As much as the Baios’ outbursts were about the individuals themselves, for many observers the incident also prompted a sort of ruination of those vehicles on which Baio rose to stardom. Knowing what we do now about Baio, could we ever again watch — or even think about — Charles in Charge in the same way? It’d be difficult. But it’s not as if Baio is the first entertainer whose off-screen identity, with the progress of time, comes to destroy our memories of past on-screen glories. It’s a destruction that, in some ways, is more painful than an aging child star’s drug-fueled descent down the hole of fuck-uppery; this is nostalgia’s death by ideology. Because nothing hurts quite like finding your youthful celebrity crush grew up to be unpleasant. And it’s happened, time and time again, to old-school crushes of every ilk. Herewith, a sampling of some of the men (and women) who retroactively broke young liberal hearts.
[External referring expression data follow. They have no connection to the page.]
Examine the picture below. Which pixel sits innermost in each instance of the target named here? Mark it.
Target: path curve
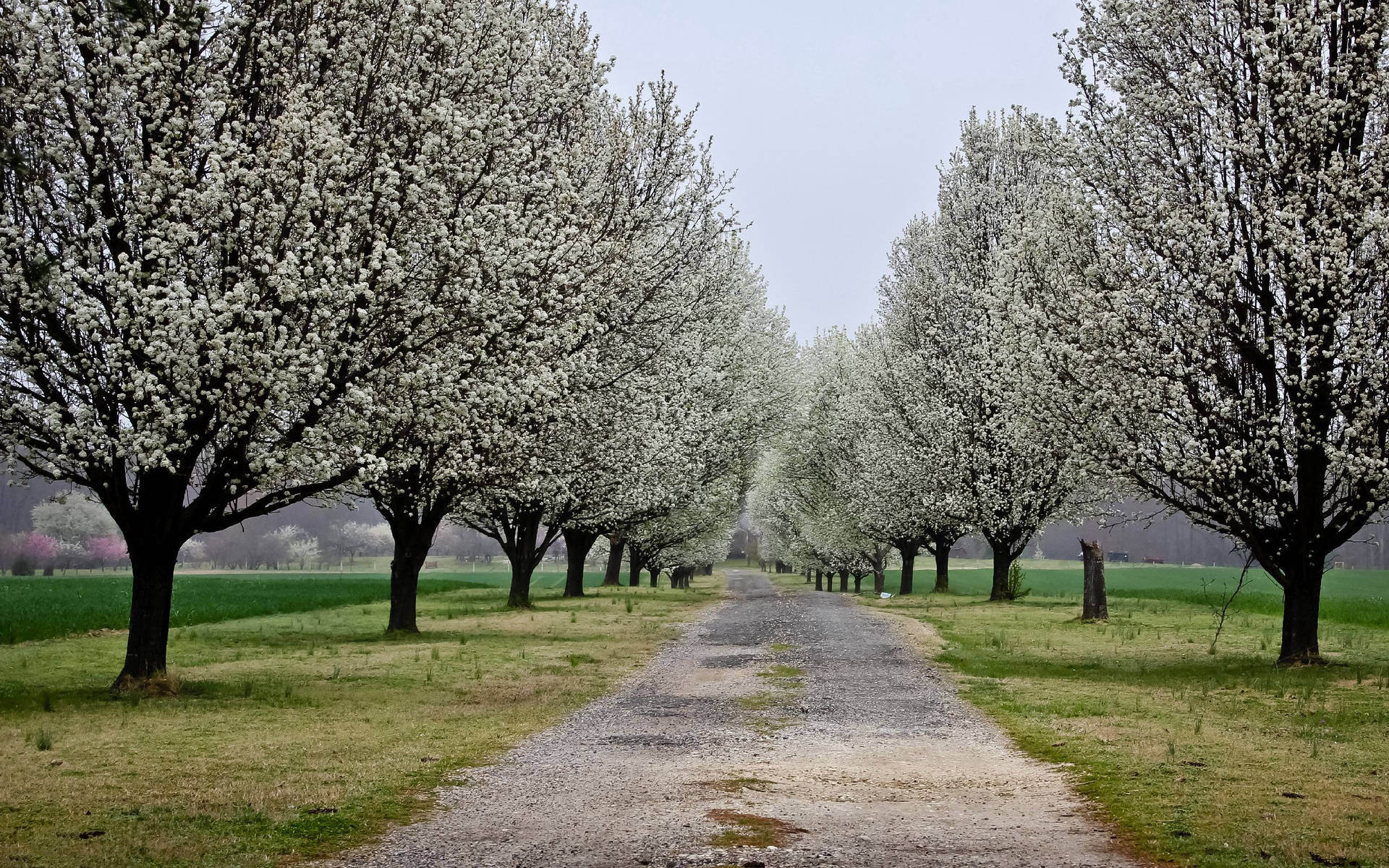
(866, 757)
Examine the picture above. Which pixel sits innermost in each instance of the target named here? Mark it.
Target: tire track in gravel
(865, 757)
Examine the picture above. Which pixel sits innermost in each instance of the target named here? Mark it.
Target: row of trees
(1185, 295)
(260, 253)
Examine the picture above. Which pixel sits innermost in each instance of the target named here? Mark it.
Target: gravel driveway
(783, 728)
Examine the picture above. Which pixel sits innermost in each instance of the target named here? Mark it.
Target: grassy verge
(1203, 759)
(295, 735)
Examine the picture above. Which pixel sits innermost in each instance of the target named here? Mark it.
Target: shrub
(1014, 590)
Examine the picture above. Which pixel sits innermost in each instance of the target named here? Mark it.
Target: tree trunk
(1002, 560)
(909, 566)
(1302, 608)
(614, 571)
(152, 597)
(522, 553)
(412, 535)
(1096, 606)
(577, 543)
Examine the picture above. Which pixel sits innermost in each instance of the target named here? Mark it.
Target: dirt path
(781, 729)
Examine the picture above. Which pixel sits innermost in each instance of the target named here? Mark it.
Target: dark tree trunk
(577, 543)
(1002, 560)
(524, 555)
(1095, 606)
(909, 564)
(1302, 608)
(942, 569)
(413, 537)
(614, 570)
(152, 597)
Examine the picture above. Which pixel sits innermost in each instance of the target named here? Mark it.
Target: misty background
(833, 119)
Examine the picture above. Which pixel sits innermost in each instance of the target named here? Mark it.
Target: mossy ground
(1202, 759)
(295, 735)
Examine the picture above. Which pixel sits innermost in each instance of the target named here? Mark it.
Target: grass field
(42, 608)
(295, 735)
(1205, 759)
(1349, 596)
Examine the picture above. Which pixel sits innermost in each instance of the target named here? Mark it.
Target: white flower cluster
(259, 253)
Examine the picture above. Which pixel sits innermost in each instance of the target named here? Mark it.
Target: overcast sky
(835, 116)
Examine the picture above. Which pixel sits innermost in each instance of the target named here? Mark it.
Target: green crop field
(1202, 752)
(1349, 596)
(295, 733)
(42, 608)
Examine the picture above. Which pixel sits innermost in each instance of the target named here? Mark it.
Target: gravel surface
(798, 715)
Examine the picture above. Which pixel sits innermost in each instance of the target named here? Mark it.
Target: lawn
(1203, 759)
(42, 608)
(296, 735)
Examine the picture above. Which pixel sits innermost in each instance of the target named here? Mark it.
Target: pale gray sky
(835, 116)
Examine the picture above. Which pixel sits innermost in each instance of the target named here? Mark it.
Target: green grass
(295, 735)
(42, 608)
(1207, 760)
(1349, 596)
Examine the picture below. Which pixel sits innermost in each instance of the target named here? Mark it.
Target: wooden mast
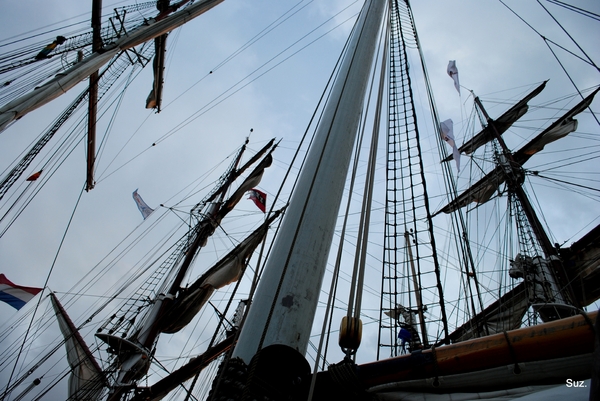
(93, 95)
(283, 307)
(563, 291)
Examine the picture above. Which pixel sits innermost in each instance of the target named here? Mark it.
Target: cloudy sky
(271, 88)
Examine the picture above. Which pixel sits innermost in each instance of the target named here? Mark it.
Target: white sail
(85, 381)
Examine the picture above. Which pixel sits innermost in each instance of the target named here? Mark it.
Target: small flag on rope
(34, 176)
(447, 128)
(16, 295)
(453, 72)
(259, 198)
(144, 208)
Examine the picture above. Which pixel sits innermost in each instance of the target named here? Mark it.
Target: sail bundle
(484, 189)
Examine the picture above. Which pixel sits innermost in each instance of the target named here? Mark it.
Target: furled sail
(226, 271)
(483, 189)
(86, 380)
(72, 76)
(503, 315)
(560, 128)
(501, 124)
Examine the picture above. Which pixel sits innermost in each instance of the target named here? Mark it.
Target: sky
(62, 237)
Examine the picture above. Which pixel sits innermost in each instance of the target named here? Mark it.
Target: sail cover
(227, 270)
(485, 188)
(501, 124)
(504, 314)
(86, 380)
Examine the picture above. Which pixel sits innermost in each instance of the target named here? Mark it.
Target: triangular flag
(144, 208)
(447, 128)
(16, 295)
(34, 176)
(453, 72)
(259, 198)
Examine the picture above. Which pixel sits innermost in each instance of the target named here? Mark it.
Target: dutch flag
(15, 295)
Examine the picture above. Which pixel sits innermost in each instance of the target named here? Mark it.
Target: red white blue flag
(259, 198)
(16, 295)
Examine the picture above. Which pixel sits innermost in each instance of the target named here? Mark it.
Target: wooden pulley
(350, 333)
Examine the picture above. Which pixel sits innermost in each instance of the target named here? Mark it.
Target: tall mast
(285, 302)
(93, 94)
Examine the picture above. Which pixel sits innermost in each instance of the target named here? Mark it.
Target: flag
(448, 135)
(144, 209)
(16, 295)
(259, 198)
(34, 176)
(453, 72)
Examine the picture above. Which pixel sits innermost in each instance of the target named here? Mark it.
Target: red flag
(35, 176)
(259, 198)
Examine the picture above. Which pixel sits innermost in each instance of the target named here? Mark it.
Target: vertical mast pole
(93, 95)
(283, 308)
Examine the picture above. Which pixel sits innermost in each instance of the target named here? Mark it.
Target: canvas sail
(226, 271)
(86, 380)
(484, 189)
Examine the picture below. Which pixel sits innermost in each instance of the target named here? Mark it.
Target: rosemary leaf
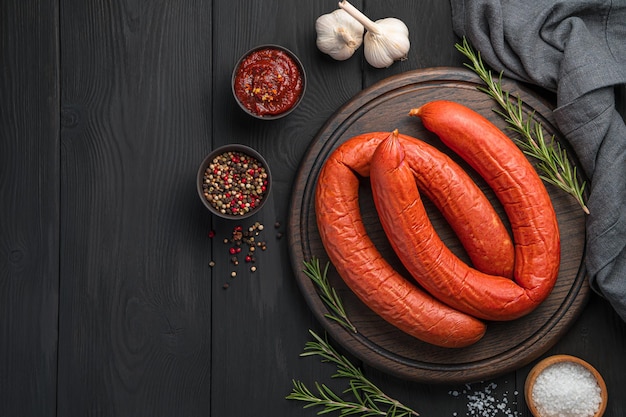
(553, 163)
(367, 400)
(328, 293)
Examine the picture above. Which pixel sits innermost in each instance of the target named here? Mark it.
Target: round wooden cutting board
(506, 345)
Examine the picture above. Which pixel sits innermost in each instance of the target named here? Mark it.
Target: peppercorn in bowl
(233, 181)
(268, 82)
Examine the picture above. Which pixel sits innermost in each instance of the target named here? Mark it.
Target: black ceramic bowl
(234, 182)
(268, 82)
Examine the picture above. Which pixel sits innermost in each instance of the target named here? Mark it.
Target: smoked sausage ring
(520, 190)
(363, 268)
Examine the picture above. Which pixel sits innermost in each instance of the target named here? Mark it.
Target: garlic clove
(338, 34)
(386, 40)
(390, 44)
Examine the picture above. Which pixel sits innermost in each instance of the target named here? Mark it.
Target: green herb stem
(367, 399)
(328, 293)
(553, 163)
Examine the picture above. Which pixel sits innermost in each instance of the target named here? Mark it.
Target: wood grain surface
(109, 305)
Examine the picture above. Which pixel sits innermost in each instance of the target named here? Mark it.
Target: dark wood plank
(29, 207)
(135, 332)
(261, 321)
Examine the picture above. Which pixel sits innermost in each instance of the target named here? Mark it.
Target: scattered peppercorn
(243, 238)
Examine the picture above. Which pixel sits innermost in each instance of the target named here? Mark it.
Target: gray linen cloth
(576, 49)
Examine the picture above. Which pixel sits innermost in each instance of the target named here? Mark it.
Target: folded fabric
(576, 49)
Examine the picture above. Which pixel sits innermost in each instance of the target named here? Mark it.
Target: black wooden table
(109, 305)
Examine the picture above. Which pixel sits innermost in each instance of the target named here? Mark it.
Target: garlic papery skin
(386, 40)
(338, 34)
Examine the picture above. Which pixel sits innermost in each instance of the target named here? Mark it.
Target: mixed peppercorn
(235, 183)
(244, 244)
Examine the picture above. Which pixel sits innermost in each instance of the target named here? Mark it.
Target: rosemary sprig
(368, 400)
(328, 293)
(556, 168)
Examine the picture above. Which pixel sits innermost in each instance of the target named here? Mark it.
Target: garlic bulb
(338, 34)
(386, 40)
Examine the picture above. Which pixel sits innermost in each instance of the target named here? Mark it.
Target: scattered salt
(482, 401)
(566, 389)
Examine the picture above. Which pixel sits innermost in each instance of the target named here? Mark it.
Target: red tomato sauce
(268, 82)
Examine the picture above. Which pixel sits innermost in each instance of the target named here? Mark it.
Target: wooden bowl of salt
(565, 385)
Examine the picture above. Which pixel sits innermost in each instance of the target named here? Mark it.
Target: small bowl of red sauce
(268, 82)
(233, 181)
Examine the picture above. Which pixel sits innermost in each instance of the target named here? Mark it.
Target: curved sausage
(520, 190)
(464, 206)
(366, 272)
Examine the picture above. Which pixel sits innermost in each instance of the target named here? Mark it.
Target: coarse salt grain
(483, 402)
(566, 389)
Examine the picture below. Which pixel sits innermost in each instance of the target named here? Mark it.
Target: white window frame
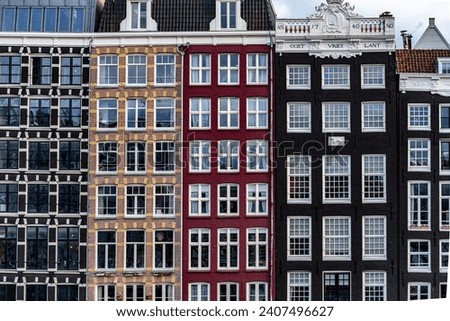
(299, 233)
(335, 240)
(419, 199)
(441, 108)
(419, 285)
(339, 76)
(229, 108)
(420, 268)
(333, 172)
(258, 109)
(98, 215)
(137, 105)
(373, 76)
(200, 194)
(332, 116)
(298, 77)
(167, 196)
(298, 117)
(228, 295)
(377, 280)
(228, 151)
(141, 63)
(260, 70)
(203, 69)
(414, 118)
(164, 104)
(199, 287)
(371, 174)
(200, 244)
(229, 199)
(137, 211)
(441, 152)
(372, 239)
(135, 246)
(108, 65)
(371, 116)
(260, 245)
(299, 177)
(298, 281)
(257, 156)
(201, 158)
(204, 111)
(167, 67)
(444, 224)
(258, 294)
(442, 255)
(228, 245)
(257, 196)
(228, 70)
(416, 147)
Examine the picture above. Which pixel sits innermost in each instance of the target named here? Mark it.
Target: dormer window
(138, 16)
(228, 16)
(444, 66)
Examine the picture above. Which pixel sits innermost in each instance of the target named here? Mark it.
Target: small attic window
(444, 66)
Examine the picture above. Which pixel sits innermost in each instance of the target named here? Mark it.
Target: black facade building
(337, 213)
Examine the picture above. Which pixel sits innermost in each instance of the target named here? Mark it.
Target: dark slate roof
(419, 61)
(189, 15)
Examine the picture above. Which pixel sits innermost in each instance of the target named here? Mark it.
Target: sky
(410, 15)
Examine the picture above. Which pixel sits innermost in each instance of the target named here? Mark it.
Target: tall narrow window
(108, 70)
(419, 205)
(228, 249)
(374, 238)
(135, 250)
(199, 254)
(257, 248)
(299, 286)
(164, 157)
(228, 15)
(228, 155)
(374, 286)
(106, 250)
(336, 238)
(165, 113)
(228, 199)
(257, 155)
(299, 179)
(200, 69)
(164, 249)
(135, 205)
(257, 68)
(68, 248)
(165, 69)
(136, 114)
(374, 178)
(299, 238)
(137, 70)
(9, 111)
(257, 199)
(39, 112)
(336, 172)
(200, 113)
(8, 247)
(37, 248)
(229, 69)
(257, 113)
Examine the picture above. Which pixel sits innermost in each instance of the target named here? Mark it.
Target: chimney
(407, 39)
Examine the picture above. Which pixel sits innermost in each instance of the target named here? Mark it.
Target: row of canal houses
(206, 150)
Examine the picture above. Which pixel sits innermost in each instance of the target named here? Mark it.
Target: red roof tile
(419, 61)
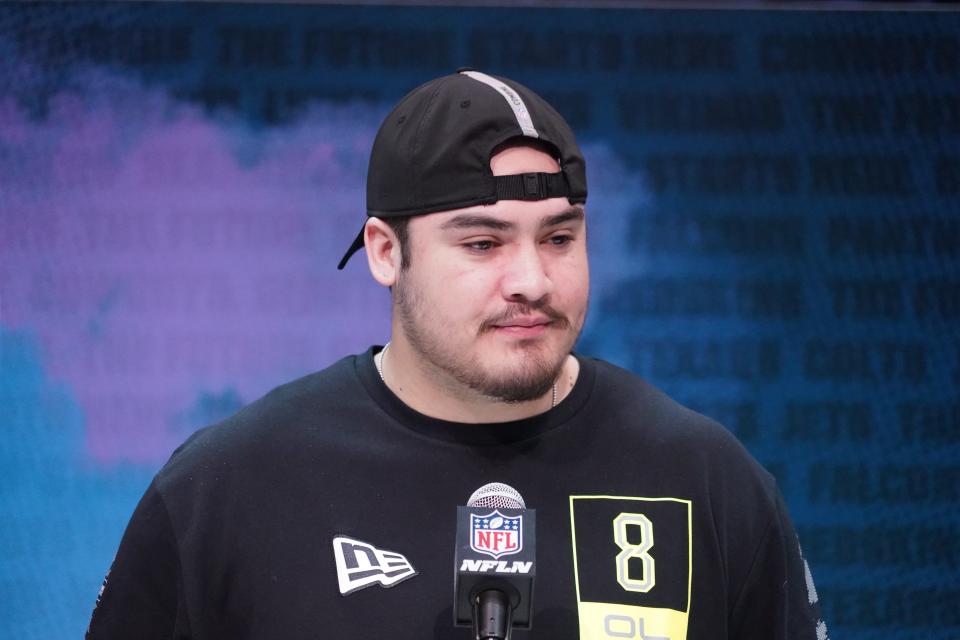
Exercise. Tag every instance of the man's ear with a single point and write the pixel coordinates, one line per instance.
(383, 251)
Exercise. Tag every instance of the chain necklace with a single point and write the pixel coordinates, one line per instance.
(378, 361)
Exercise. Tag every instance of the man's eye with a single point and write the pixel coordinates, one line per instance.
(480, 245)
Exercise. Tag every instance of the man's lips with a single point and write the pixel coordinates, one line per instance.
(523, 327)
(523, 323)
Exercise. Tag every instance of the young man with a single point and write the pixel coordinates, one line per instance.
(652, 521)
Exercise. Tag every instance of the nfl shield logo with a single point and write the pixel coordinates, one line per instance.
(496, 534)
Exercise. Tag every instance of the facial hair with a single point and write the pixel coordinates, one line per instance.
(531, 379)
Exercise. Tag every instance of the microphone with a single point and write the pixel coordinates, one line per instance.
(494, 563)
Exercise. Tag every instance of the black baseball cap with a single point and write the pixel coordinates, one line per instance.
(432, 153)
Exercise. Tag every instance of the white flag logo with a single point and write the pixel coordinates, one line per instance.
(360, 564)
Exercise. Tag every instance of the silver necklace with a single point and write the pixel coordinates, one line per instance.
(378, 361)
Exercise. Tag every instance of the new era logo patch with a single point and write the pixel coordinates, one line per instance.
(360, 564)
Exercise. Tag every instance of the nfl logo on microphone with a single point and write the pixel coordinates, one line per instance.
(496, 534)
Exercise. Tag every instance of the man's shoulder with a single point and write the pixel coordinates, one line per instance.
(280, 419)
(647, 416)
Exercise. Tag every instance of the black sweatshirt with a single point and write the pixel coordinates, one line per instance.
(652, 520)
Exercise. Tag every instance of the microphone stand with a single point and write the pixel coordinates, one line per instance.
(492, 615)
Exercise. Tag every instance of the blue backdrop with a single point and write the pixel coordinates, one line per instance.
(775, 237)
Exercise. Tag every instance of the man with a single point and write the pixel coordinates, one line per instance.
(653, 522)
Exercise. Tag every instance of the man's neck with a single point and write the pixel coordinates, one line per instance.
(436, 394)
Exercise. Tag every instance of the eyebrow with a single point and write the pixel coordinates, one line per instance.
(470, 220)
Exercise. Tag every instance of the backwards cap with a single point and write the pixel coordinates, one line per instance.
(433, 151)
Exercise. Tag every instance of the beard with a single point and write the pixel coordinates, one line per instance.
(531, 378)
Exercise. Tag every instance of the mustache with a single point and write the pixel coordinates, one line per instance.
(556, 318)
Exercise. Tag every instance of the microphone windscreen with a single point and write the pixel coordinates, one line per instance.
(496, 495)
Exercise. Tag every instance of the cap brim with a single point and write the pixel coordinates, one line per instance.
(356, 246)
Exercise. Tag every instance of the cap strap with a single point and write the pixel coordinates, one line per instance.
(531, 186)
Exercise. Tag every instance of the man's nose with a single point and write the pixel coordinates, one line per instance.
(526, 277)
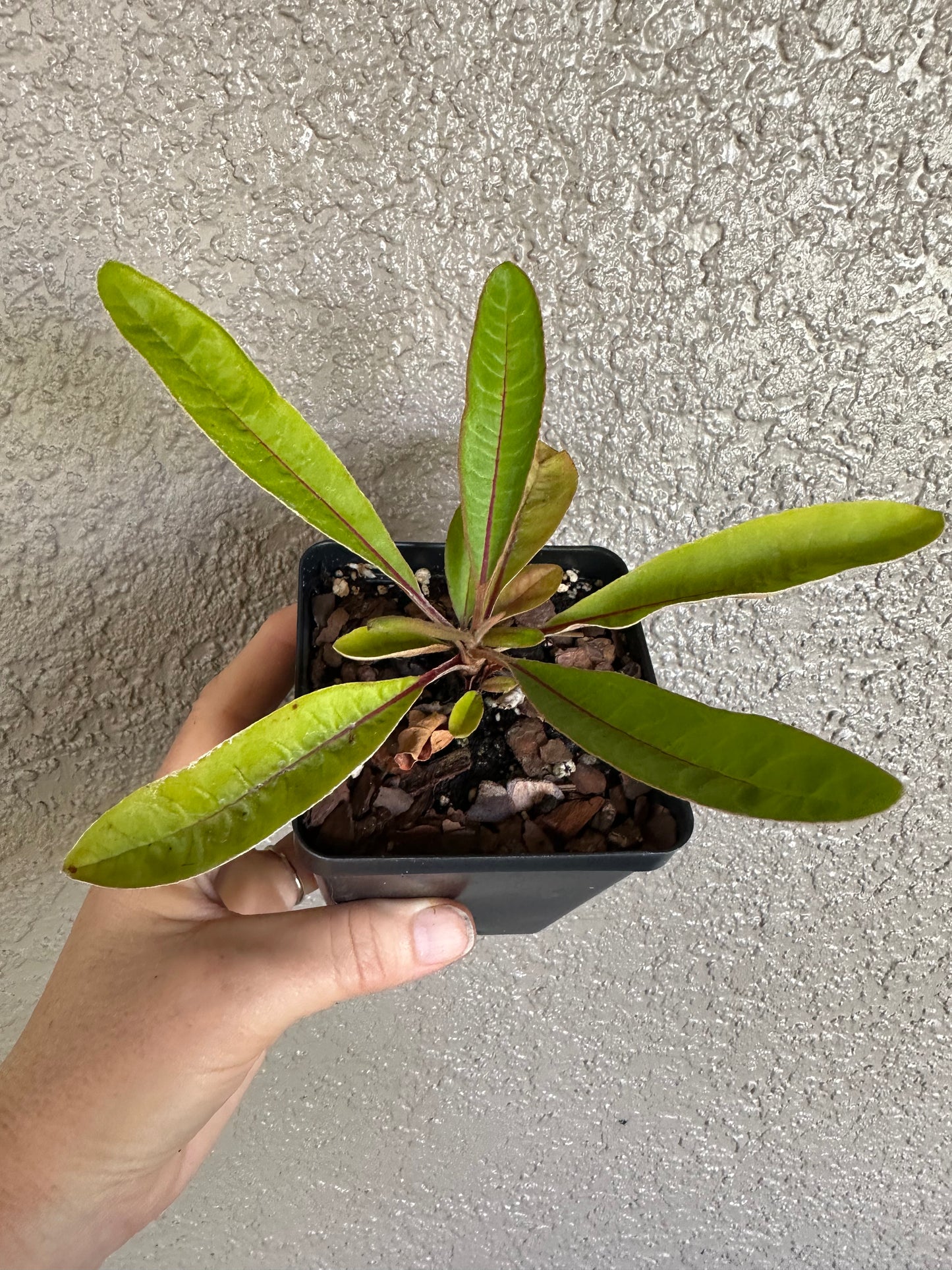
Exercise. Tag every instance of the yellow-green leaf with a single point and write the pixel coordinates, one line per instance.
(242, 790)
(393, 637)
(771, 553)
(737, 763)
(239, 409)
(466, 714)
(528, 590)
(505, 382)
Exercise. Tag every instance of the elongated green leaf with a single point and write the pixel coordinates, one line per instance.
(505, 382)
(771, 553)
(237, 407)
(242, 790)
(466, 714)
(391, 637)
(528, 590)
(512, 637)
(550, 489)
(743, 764)
(461, 579)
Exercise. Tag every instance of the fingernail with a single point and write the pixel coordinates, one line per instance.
(442, 935)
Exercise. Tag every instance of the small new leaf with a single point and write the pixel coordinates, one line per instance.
(549, 492)
(528, 590)
(242, 790)
(512, 637)
(466, 714)
(498, 683)
(393, 637)
(737, 763)
(771, 553)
I can still sing every word of the Growing Pains theme song, and that has everything to do with Mike Seaver. He was so cute! So cool! So hijink-y! But then, years later, I saw Kirk Cameron starring in that really crazy Left Behind movie, and I realized that he was into a totally different sort of rapture than what I’d been thinking of. Though, to be fair, I’d been questioning my feelings ever since the episode where Mike wrote the answers to his exam on the bottom of his shoe — I have issues with cheaters.
Ricky Schroeder
He was an adorable, weepy little thing in The Champ. He was a perfect teen idol on Silver Spoons. Now he’s a Republican. Which, okay, fine, but he supported George W. Bush in 2000 (he spoke at the RNC) and 2004, plus McCain in 2008. And he’s a convert to The Church of Jesus Christ of Latter-day Saints. Not that there’s anything wrong with that, it’s just not my thing. And these sort of childhood crushes are predicated on the fact that you have everything in common with your dream boy, right down to your matching Lisa Frank Trapper Keepers.
Mel Gibson
Where to begin with this? Hot in Gallipoli, iconic in Mad Max and Lethal Weapon, a little scary behind the camera in The Passion, and a batshit anti-Semite when pulled over for drunk driving. After that, sobbing during Braveheart was never quite the same.